100 years since the Easter Rising, how are you approaching the centenary commemorations and celebrations?
By Samuel Bishop
It’s not easy to make sense of it all and to understand how to get involved. What does it all mean? While one can appreciate and admire the visionary writing of the proclamation and commemorate the bravery of a few in seizing their destinies for the many, it’s not so easy to celebrate an armed rising. It was a tragic time for Ireland, evenmore-so across the continent.

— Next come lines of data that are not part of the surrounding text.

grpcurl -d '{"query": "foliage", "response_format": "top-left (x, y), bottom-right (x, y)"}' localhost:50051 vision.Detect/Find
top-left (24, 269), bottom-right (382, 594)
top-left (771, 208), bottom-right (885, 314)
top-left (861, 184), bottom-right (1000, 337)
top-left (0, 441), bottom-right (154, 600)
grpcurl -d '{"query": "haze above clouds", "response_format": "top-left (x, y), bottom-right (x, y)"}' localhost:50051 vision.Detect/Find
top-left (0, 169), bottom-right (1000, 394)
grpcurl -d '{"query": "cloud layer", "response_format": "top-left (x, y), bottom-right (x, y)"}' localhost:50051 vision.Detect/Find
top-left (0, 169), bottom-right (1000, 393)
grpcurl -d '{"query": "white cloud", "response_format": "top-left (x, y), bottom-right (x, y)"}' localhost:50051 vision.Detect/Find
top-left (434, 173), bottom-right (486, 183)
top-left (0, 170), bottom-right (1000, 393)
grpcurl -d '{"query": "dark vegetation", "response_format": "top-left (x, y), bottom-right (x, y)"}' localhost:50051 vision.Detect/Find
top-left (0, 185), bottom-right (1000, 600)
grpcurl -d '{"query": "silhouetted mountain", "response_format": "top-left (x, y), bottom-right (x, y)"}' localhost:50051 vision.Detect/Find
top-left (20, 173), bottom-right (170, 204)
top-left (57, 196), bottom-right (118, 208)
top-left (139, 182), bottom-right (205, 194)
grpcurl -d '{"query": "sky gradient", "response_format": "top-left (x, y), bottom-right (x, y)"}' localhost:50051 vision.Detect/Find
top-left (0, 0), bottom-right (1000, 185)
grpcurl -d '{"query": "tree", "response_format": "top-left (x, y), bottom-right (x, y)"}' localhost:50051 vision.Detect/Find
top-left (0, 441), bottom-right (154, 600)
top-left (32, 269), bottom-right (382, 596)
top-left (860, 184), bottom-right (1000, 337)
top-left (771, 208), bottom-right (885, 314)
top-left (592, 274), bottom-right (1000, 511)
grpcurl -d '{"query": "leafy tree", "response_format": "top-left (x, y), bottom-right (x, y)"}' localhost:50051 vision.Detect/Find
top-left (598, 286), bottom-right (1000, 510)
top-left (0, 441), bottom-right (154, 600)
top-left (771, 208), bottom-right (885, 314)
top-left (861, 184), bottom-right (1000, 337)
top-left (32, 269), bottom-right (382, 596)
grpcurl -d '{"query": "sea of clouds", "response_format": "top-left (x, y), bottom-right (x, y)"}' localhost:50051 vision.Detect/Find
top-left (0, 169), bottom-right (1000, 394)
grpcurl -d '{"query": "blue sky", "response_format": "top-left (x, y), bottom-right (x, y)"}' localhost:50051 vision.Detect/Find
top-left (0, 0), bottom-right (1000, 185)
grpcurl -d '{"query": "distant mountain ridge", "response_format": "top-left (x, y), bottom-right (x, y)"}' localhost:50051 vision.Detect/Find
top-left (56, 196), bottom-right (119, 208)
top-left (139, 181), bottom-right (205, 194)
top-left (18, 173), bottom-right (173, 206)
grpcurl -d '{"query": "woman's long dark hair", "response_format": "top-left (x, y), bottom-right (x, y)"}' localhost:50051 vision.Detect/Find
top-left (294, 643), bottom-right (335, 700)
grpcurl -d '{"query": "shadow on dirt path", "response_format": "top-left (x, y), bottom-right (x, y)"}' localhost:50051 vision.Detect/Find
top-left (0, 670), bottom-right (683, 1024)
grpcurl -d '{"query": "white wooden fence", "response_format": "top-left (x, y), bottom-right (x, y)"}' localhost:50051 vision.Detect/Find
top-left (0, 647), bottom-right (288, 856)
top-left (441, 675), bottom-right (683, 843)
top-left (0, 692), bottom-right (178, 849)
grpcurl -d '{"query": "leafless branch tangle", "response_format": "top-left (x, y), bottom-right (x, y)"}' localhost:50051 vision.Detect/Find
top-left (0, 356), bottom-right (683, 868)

Perhaps it’s easiest to dissect the Proclamation and relate it to our own values. Many of the passages of the proclamation are inspiring; declaring a vision for an equal nation, a nation that would be able to define its own future. Calling for equal rights and equal opportunities, religious and civil liberties, inclusion and equality are fairly common values, and are surely causes that we’d all campaign for!
So at Street Feast, we figured these commemorations should be used to strengthen people’s dedication to a better, more inclusive Ireland. It’s a time to be reminded of, and strive to work towards the revolutionary’s visions of inclusion, empowerment, equality and social justice. It’s certainly an opportunity to write new proclamations and indeed students are doing this in every school across the country on Proclamation Day, this March 15th. This is a chance to envision what values will be important for Ireland over the coming 100 years.
A healthy nation and healthy citizens rely on healthy, inclusive communities. Healthy democracies rely on strong communities. A nation is built of communities, and there is no better example of that than here in Ireland. It’s why I was so pleased that Street Feast was invited to be an official celebration of the 1916 centenary, as it helps to ensure that community is at the heart of the legacy of this centenary.
So, this June we are hosting a Centenary Street Feast; a nationwide day of community gatherings, picnics, parties and barbecues all across Ireland, with the simple aim to improve community spirit and reduce isolation. While we’ve run Street Feast for the past six years with great success (last June almost 20,000 people took part) this year we are inviting participants to ask themselves what their vision for their community is. It’s time to take this conversation to the streets! It’s important that we ask ourselves what our own vision is for where we live. On the centenary of the rising, let’s dream of a better future.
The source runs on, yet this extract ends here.